InfluxDB for time-series data in Raspberry Pi - Time & Space Complexity
When working with InfluxDB on a Raspberry Pi, it's important to understand how the time it takes to store and query data grows as you add more time-series entries.
We want to know how the number of operations changes when the amount of data increases.
Analyze the time complexity of the following code snippet.
from influxdb_client import InfluxDBClient
client = InfluxDBClient(url="http://localhost:8086", token="my-token", org="my-org")
query_api = client.query_api()
query = 'from(bucket:"sensor_data") |> range(start: -1h) |> filter(fn: (r) => r._measurement == "temperature")'
result = query_api.query(org="my-org", query=query)
for table in result:
for record in table.records:
print(record.get_value())
This code queries temperature data from the last hour and prints each value.
Identify the loops, recursion, array traversals that repeat.
- Primary operation: Looping through all records returned by the query.
- How many times: Once for each data point in the last hour matching the filter.
As the number of temperature records in the last hour grows, the number of print operations grows the same way.
| Input Size (n) | Approx.
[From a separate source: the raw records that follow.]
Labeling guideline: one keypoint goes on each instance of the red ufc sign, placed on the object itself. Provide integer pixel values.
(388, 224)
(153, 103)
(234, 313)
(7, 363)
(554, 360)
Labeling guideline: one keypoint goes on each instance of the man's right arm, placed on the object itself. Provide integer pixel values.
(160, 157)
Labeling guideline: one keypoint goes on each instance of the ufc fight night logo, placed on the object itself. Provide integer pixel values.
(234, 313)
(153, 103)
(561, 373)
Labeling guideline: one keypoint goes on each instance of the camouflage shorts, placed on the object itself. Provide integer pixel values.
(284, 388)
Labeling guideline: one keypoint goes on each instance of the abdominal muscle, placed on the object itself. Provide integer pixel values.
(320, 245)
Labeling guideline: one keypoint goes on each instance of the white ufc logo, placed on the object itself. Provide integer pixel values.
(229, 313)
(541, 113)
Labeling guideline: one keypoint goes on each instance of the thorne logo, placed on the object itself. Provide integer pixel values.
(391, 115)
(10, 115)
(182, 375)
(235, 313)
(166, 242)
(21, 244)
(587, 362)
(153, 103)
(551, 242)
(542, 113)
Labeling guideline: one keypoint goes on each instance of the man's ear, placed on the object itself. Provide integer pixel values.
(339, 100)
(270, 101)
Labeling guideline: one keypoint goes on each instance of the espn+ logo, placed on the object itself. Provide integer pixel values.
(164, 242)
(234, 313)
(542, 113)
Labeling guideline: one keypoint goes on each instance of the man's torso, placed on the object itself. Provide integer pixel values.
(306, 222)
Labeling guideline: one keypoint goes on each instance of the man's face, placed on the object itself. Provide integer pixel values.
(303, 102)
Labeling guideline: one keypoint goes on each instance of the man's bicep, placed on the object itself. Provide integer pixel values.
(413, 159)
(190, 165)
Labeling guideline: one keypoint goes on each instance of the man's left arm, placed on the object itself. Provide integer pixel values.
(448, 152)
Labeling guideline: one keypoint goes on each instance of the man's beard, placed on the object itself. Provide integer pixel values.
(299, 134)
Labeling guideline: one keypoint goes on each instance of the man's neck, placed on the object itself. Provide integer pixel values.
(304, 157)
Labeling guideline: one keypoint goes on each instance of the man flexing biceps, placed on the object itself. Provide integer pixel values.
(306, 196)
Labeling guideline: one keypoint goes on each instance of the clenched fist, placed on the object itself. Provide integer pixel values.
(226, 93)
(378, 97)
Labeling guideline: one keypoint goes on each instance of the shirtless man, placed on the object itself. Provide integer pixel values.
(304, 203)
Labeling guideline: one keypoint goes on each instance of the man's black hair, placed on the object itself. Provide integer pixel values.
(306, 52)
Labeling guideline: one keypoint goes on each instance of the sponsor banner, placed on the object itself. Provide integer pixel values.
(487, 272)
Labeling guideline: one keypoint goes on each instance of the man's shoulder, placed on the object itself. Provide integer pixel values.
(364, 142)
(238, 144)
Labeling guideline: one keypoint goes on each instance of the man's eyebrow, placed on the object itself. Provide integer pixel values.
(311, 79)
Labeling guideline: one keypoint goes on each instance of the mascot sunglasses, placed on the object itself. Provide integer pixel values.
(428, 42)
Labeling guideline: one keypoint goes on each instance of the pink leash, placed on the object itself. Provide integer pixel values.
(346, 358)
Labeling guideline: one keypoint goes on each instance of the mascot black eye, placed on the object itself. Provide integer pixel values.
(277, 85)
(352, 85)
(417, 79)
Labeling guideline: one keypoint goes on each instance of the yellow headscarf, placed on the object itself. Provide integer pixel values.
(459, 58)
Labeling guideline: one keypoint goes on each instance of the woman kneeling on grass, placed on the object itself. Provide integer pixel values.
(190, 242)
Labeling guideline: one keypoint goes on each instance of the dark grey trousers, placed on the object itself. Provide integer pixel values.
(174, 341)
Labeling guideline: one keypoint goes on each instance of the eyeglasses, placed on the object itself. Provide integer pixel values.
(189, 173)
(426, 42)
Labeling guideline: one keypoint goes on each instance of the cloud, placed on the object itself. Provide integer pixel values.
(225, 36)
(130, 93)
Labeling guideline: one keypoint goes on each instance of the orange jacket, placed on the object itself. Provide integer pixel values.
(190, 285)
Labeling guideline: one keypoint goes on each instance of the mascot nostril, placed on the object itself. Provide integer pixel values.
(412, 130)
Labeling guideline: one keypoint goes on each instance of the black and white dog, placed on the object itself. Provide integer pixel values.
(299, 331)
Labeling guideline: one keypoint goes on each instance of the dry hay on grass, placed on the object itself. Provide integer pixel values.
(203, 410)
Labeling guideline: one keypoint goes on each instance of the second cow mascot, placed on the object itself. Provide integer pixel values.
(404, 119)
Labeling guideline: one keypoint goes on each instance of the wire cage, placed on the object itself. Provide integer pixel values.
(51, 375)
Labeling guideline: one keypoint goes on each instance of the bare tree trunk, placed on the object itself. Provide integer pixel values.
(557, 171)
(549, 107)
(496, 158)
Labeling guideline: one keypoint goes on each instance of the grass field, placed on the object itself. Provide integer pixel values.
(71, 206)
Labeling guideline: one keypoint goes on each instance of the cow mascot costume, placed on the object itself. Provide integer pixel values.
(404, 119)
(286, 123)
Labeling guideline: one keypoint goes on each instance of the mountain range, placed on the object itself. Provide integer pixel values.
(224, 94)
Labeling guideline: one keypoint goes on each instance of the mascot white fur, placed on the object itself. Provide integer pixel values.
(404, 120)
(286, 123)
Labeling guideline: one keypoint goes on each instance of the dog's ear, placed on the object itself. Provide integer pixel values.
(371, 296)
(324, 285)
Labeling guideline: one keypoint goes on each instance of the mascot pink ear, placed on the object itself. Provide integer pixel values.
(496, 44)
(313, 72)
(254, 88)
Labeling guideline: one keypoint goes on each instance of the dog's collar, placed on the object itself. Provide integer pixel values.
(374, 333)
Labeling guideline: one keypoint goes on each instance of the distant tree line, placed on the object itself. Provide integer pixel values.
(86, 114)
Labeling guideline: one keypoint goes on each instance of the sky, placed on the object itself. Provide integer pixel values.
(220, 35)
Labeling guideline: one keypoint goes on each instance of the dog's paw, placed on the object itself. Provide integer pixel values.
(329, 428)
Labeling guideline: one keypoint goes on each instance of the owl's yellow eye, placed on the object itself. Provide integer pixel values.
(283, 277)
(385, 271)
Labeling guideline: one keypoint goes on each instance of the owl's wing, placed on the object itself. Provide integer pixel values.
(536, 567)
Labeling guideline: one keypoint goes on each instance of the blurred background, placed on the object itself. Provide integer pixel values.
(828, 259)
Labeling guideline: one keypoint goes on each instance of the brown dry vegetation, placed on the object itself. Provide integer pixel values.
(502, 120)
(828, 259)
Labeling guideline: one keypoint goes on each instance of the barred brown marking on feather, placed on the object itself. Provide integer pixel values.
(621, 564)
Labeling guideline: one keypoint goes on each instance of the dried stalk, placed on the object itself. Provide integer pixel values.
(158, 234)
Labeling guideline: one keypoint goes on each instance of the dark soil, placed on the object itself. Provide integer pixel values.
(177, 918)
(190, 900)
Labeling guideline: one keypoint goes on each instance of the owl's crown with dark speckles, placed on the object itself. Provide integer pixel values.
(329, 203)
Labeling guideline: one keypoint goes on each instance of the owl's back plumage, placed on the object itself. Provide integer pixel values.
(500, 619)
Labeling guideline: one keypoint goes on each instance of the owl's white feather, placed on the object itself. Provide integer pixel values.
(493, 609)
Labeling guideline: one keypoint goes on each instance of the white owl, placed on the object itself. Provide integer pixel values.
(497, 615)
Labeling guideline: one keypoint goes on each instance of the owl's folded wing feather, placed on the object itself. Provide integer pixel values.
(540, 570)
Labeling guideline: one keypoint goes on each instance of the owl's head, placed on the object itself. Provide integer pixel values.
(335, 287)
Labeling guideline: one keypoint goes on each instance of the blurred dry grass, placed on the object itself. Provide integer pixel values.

Operations |
|---|---|
| 10 | 10 print operations |
| 100 | 100 print operations |
| 1000 | 1000 print operations |
Pattern observation: The number of operations grows directly with the number of data points.
Time Complexity: O(n)
This means the time to process and print data grows in a straight line with the number of records.
[X] Wrong: "Querying InfluxDB always takes the same time no matter how much data there is."
[OK] Correct: The query time depends on how many records match and are returned; more data means more processing time.
Understanding how data size affects query time in databases like InfluxDB shows you can reason about performance in real projects, a valuable skill for any developer.
"What if we added an index on the _measurement field? How would the time complexity of the query change?"